Tuesday, January 16, 2007

Think before you partition

[Technical]

This is how Fdisk's report of my secondary (as of now) hard disk read:

Disk /dev/hda: 160.0 GB, 160041885696 bytes
255 heads, 63 sectors/track, 19457 cylinders
Units = cylinders of 16065 * 512 = 8225280 bytes

Device Boot Start End Blocks Id System
/dev/hda1 * 1 1216 9767488+ b W95 FAT32
/dev/hda2 1217 6079 39062047+ 5 Extended
/dev/hda3 6080 7991 15358140 83 Linux
/dev/hda4 7992 8150 1277167+ 82 Linux swap / Solaris
/dev/hda5 1217 6079 39062016 b W95 FAT32

Now, I had to create a new NTFS partition to run PostGRESQL from Windows.
This is impossible in the current scenario because a (almost any) system can support a maximum of 4 primary partitions and exactly 1 extended partition.

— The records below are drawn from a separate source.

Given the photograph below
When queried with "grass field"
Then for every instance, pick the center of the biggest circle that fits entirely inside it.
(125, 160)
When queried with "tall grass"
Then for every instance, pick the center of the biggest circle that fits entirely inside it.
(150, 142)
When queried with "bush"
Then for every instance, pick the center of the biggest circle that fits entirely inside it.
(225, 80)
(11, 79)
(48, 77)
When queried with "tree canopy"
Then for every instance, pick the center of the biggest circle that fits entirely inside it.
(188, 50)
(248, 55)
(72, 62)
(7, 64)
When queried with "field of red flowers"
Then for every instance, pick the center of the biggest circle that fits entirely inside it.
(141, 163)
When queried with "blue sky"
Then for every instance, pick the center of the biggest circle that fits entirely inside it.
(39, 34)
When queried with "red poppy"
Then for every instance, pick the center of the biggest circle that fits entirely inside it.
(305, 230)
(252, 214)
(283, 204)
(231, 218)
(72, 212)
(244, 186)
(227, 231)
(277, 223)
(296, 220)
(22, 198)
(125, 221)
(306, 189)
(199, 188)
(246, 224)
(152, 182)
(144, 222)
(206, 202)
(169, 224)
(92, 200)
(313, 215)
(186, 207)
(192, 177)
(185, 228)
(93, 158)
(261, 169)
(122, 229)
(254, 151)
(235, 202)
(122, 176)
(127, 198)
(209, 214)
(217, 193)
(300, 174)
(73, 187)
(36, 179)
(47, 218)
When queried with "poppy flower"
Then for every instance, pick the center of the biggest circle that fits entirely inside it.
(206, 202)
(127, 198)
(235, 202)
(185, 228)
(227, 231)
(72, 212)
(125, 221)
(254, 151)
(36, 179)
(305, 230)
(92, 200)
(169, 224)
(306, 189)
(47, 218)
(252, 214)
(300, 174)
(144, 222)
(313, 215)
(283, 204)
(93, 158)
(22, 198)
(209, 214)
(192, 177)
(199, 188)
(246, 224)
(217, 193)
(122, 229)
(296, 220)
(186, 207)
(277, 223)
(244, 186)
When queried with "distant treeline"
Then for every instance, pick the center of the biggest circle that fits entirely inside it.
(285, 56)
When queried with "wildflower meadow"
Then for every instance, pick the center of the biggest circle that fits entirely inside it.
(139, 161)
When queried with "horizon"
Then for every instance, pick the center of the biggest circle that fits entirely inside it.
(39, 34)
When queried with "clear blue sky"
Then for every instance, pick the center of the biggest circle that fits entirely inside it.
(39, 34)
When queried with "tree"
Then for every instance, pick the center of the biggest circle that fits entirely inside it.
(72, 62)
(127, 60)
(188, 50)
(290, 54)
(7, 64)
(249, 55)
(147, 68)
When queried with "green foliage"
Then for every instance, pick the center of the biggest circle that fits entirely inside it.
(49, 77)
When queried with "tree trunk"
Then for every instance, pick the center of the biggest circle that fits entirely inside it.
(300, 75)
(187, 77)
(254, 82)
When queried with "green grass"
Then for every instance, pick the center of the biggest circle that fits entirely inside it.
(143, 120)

Anyone good with partitioning will recognize this scenario a big headache (to convert this into a proper partition table with no space wasted; I don't believe in partition resizing tools - better slow than data loss). All I've left to do now is to move data from my 30 GB partition into my 10 GB one, tar and move my Linux home folder, and then trash and recreate the whole extended partition and install FC5 again.